While top-tier brands such as Gucci or Chanel may be out of reach, it’s possible for companies to buy up lesser-known second- or third-tier brands, Mr. Lui said. “Then you sort of repackage it in China, you try to rejuvenate it here - it’s kind of hard to rejuvenate it somewhere else. Here you’re starting with a blank sheet of paper.”
A pioneer of this strategy is Hong Kong-based Trinity Ltd., which owns or licenses a handful of heritage British and Italian menswear labels that have been elbowed aside in their home markets by newer fast-fashion outlets.
Three years ago, Trinity bought Kent & Curwen, an English clothing label that started out making school, club and regimental military ties in 1926. The brand’s website features faded black-and-white images of sportsmen wearing cricket whites aimed at evoking English traditions.
“It’s really propagating the story that these brands have strong heritage, long history and the Chinese customers believe in it,” said Sunny Wong, the company’s group managing director.
“It’s very common to find customers walking into a shop and spending a long time in the shop not only trying on clothing they like but asking, ‘What is this brand?’ There’s a big curiosity in why a brand can be so active over 200 years or more.”
But don’t tell that to the mainland Chinese tourists who flock to neighboring Hong Kong for upmarket shopping and believe such brands remain coveted in their places of origin.

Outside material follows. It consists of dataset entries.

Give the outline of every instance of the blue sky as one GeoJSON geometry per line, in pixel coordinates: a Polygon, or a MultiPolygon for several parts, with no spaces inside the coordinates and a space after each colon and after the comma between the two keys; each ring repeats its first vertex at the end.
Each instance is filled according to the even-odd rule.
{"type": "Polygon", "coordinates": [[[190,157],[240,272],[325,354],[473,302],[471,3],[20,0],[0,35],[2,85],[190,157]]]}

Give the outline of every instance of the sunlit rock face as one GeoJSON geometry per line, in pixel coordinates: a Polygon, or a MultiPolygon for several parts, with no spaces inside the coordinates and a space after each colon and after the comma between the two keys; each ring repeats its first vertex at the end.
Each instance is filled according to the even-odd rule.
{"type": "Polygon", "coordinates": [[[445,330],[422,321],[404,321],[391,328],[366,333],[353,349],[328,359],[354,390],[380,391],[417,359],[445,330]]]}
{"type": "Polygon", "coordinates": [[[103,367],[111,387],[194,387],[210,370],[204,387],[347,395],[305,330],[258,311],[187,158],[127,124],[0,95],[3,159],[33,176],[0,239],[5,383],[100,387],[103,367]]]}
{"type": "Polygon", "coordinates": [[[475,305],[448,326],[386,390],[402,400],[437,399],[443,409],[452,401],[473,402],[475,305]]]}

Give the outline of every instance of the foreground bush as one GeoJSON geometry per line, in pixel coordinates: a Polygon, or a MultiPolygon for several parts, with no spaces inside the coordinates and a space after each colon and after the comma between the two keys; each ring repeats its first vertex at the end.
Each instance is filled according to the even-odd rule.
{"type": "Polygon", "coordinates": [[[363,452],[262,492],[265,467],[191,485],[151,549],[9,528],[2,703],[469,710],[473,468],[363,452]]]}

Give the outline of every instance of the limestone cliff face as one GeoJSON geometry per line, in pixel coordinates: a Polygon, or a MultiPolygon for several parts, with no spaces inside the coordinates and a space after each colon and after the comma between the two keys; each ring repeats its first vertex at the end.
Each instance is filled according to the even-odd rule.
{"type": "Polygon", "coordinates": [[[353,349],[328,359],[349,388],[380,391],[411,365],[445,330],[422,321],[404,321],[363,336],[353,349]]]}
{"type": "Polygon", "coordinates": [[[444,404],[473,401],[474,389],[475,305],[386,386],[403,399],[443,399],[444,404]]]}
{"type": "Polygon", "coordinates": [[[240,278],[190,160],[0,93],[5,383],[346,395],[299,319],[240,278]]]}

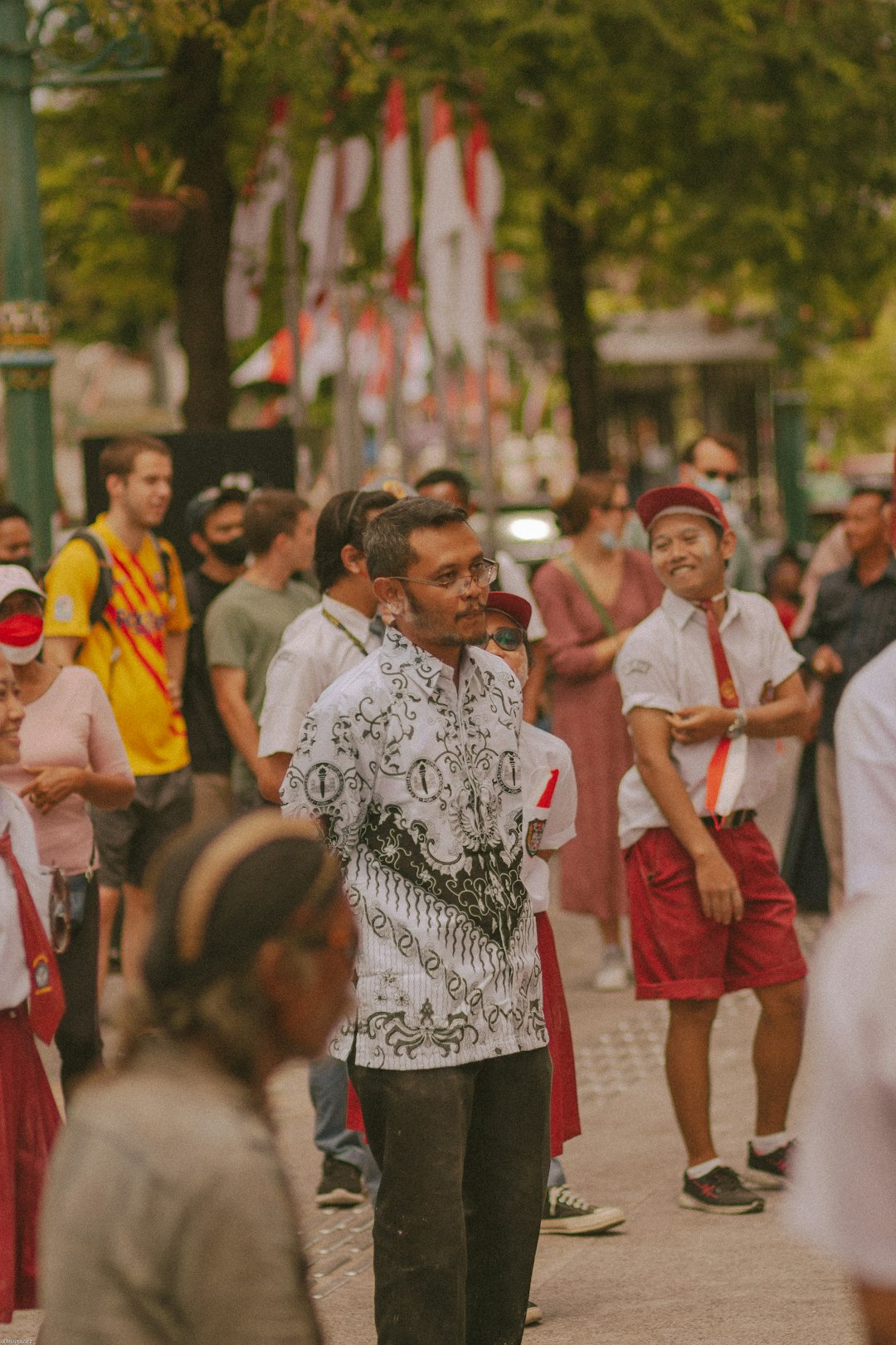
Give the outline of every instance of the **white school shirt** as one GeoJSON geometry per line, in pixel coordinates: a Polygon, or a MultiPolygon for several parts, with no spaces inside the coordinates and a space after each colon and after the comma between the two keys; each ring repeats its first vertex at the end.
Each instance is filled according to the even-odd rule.
{"type": "Polygon", "coordinates": [[[846,686],[834,720],[845,897],[896,897],[896,643],[846,686]]]}
{"type": "Polygon", "coordinates": [[[536,915],[548,909],[549,870],[540,850],[559,850],[575,835],[579,796],[572,755],[562,738],[533,724],[520,729],[523,775],[523,868],[520,876],[536,915]],[[545,802],[548,800],[549,802],[545,802]]]}
{"type": "Polygon", "coordinates": [[[359,923],[334,1056],[431,1069],[547,1044],[520,878],[521,718],[501,659],[467,648],[455,686],[394,628],[312,706],[281,798],[285,816],[326,823],[359,923]]]}
{"type": "MultiPolygon", "coordinates": [[[[34,823],[21,799],[0,785],[0,833],[9,827],[12,853],[19,861],[40,921],[50,935],[51,873],[40,868],[34,823]]],[[[31,994],[31,975],[19,919],[16,886],[0,859],[0,1009],[15,1009],[31,994]]]]}
{"type": "MultiPolygon", "coordinates": [[[[759,593],[729,589],[719,632],[744,710],[762,705],[803,662],[787,639],[774,607],[759,593]]],[[[638,707],[672,713],[688,705],[721,705],[707,615],[669,589],[660,607],[635,625],[617,655],[613,671],[622,691],[623,714],[638,707]]],[[[672,760],[700,816],[707,812],[707,771],[717,741],[672,744],[672,760]]],[[[747,738],[744,779],[732,811],[758,808],[774,792],[776,781],[775,740],[747,738]]],[[[668,824],[637,765],[633,765],[619,785],[622,849],[627,850],[650,827],[668,824]]]]}
{"type": "Polygon", "coordinates": [[[365,658],[351,636],[367,654],[373,654],[383,643],[382,636],[371,631],[369,617],[326,594],[317,607],[290,621],[267,667],[258,725],[259,756],[296,751],[302,720],[314,701],[336,678],[365,658]]]}
{"type": "MultiPolygon", "coordinates": [[[[892,826],[892,820],[891,820],[892,826]]],[[[862,897],[811,966],[790,1228],[856,1279],[896,1290],[896,901],[862,897]]]]}

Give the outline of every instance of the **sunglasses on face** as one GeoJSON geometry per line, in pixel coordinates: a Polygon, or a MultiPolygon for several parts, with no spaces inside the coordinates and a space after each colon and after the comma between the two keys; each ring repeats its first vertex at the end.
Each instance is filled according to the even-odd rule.
{"type": "Polygon", "coordinates": [[[523,631],[519,625],[498,625],[497,631],[492,631],[482,640],[480,648],[485,650],[492,642],[497,644],[500,650],[510,654],[513,650],[519,650],[523,644],[523,631]]]}

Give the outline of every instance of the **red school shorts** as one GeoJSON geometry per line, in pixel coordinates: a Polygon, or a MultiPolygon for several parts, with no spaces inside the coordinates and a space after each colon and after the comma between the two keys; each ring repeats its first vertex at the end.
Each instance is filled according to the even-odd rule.
{"type": "Polygon", "coordinates": [[[635,998],[719,999],[802,981],[797,902],[755,822],[715,833],[744,900],[743,919],[703,913],[693,859],[668,827],[645,831],[626,851],[635,998]]]}

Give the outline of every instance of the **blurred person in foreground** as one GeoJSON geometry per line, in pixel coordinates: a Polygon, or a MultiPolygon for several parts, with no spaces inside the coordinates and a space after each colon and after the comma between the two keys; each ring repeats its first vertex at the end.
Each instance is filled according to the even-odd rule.
{"type": "MultiPolygon", "coordinates": [[[[463,472],[458,472],[453,467],[435,467],[431,472],[426,472],[424,476],[420,476],[415,490],[418,495],[423,496],[423,499],[445,500],[446,504],[454,504],[455,508],[462,508],[467,516],[476,514],[477,511],[467,477],[463,472]]],[[[544,636],[547,635],[547,631],[541,619],[541,612],[539,611],[539,604],[532,594],[532,589],[523,566],[513,560],[509,551],[496,551],[494,560],[498,565],[497,584],[500,584],[506,593],[516,593],[519,597],[524,599],[532,608],[532,620],[529,623],[532,668],[523,693],[523,716],[528,724],[535,724],[539,717],[539,705],[544,691],[544,678],[548,667],[547,651],[544,646],[544,636]]]]}
{"type": "Polygon", "coordinates": [[[243,535],[253,562],[206,612],[206,655],[215,703],[234,744],[236,808],[265,806],[258,790],[258,720],[267,666],[283,631],[318,601],[296,573],[314,554],[314,512],[294,491],[254,491],[246,504],[243,535]]]}
{"type": "Polygon", "coordinates": [[[868,1345],[896,1345],[893,966],[891,869],[888,889],[841,912],[813,960],[809,1087],[786,1206],[791,1229],[849,1276],[868,1345]]]}
{"type": "Polygon", "coordinates": [[[134,777],[109,697],[90,668],[42,663],[44,594],[20,565],[0,566],[0,651],[24,706],[15,765],[0,780],[26,800],[40,862],[69,888],[70,942],[59,952],[66,1011],[56,1030],[66,1099],[102,1064],[97,958],[99,893],[89,806],[126,808],[134,777]]]}
{"type": "Polygon", "coordinates": [[[721,995],[752,990],[748,1180],[782,1186],[806,963],[794,896],[754,819],[775,787],[775,740],[803,725],[802,659],[764,597],[727,586],[736,538],[715,495],[666,486],[637,507],[666,590],[617,659],[635,752],[619,785],[619,841],[637,998],[669,1002],[666,1079],[688,1163],[678,1202],[746,1215],[764,1202],[715,1147],[709,1040],[721,995]]]}
{"type": "Polygon", "coordinates": [[[625,990],[631,979],[622,950],[627,901],[617,791],[633,755],[613,660],[662,597],[647,557],[622,546],[627,511],[622,482],[580,476],[557,506],[570,551],[533,581],[548,628],[552,729],[572,752],[579,784],[578,835],[560,857],[560,905],[598,921],[596,990],[625,990]]]}
{"type": "Polygon", "coordinates": [[[165,854],[118,1069],[81,1089],[40,1231],[43,1345],[318,1345],[265,1084],[351,1002],[317,829],[259,811],[165,854]]]}
{"type": "Polygon", "coordinates": [[[137,791],[126,808],[94,814],[99,853],[99,997],[118,902],[121,970],[134,982],[152,929],[144,874],[152,854],[189,822],[193,783],[180,710],[189,608],[177,554],[157,537],[173,463],[163,440],[126,436],[99,453],[109,511],[62,547],[44,586],[44,658],[99,678],[137,791]]]}
{"type": "Polygon", "coordinates": [[[246,569],[243,514],[246,492],[236,486],[210,486],[187,506],[189,545],[201,564],[184,574],[193,624],[187,639],[184,721],[193,769],[193,827],[226,822],[234,815],[230,772],[234,748],[224,728],[206,658],[206,612],[246,569]]]}
{"type": "Polygon", "coordinates": [[[809,629],[795,642],[822,683],[815,790],[832,912],[844,904],[844,831],[834,717],[850,678],[896,640],[896,557],[888,492],[857,490],[846,506],[844,530],[852,564],[822,578],[809,629]]]}
{"type": "MultiPolygon", "coordinates": [[[[0,764],[19,760],[24,712],[0,656],[0,764]]],[[[28,811],[0,785],[0,1322],[35,1307],[38,1205],[59,1111],[35,1036],[51,1042],[64,1009],[50,943],[50,874],[28,811]]]]}
{"type": "Polygon", "coordinates": [[[380,1345],[521,1340],[549,1162],[551,1060],[520,878],[523,693],[478,646],[497,565],[441,500],[364,534],[392,624],[312,706],[283,781],[340,853],[357,1005],[333,1054],[382,1170],[380,1345]]]}

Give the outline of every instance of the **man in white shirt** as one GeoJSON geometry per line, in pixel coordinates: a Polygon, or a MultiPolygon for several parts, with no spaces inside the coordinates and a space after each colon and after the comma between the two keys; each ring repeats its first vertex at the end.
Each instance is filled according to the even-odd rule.
{"type": "Polygon", "coordinates": [[[736,538],[715,495],[668,486],[637,508],[666,589],[614,667],[635,751],[619,785],[619,839],[637,995],[669,1001],[666,1077],[688,1151],[681,1205],[750,1213],[763,1201],[712,1141],[709,1034],[723,994],[755,991],[747,1166],[754,1185],[779,1186],[806,964],[793,893],[754,816],[775,787],[775,740],[802,725],[802,659],[764,597],[725,588],[736,538]]]}
{"type": "Polygon", "coordinates": [[[864,897],[825,932],[813,960],[807,1106],[786,1208],[794,1232],[852,1279],[869,1345],[896,1345],[895,964],[892,890],[864,897]]]}
{"type": "Polygon", "coordinates": [[[844,896],[896,892],[896,642],[844,691],[834,718],[844,896]]]}
{"type": "Polygon", "coordinates": [[[520,683],[474,646],[496,564],[462,510],[392,504],[364,537],[392,625],[313,706],[285,812],[321,818],[360,928],[348,1060],[383,1171],[388,1345],[521,1338],[549,1161],[551,1065],[520,880],[520,683]]]}
{"type": "MultiPolygon", "coordinates": [[[[361,542],[369,521],[394,503],[386,491],[341,491],[317,519],[314,574],[324,597],[286,627],[267,667],[258,788],[270,803],[279,803],[286,768],[314,701],[383,643],[382,623],[372,624],[376,594],[361,542]]],[[[317,1204],[357,1205],[364,1200],[361,1174],[371,1190],[379,1174],[363,1135],[345,1126],[345,1063],[332,1056],[313,1060],[308,1087],[314,1104],[314,1143],[324,1155],[317,1204]]]]}

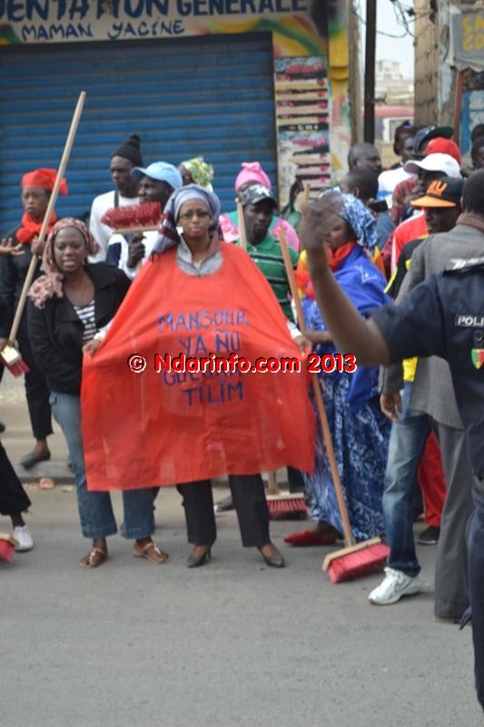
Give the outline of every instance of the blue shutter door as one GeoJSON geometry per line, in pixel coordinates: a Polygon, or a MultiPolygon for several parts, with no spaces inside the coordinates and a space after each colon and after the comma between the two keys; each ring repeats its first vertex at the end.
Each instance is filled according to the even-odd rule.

Trinity is also the Asian retail licensee for Gieves & Hawkes, a storied Savile Row tailor with a stuffy reputation that is best known for dressing Prince William for his wedding to Kate Middleton. The tailor, which is owned by another Hong Kong company, Wing Tai Properties Ltd., has a history stretching back to 1771 and boasts three royal warrants, signifying its status as an approved supplier to the royal family.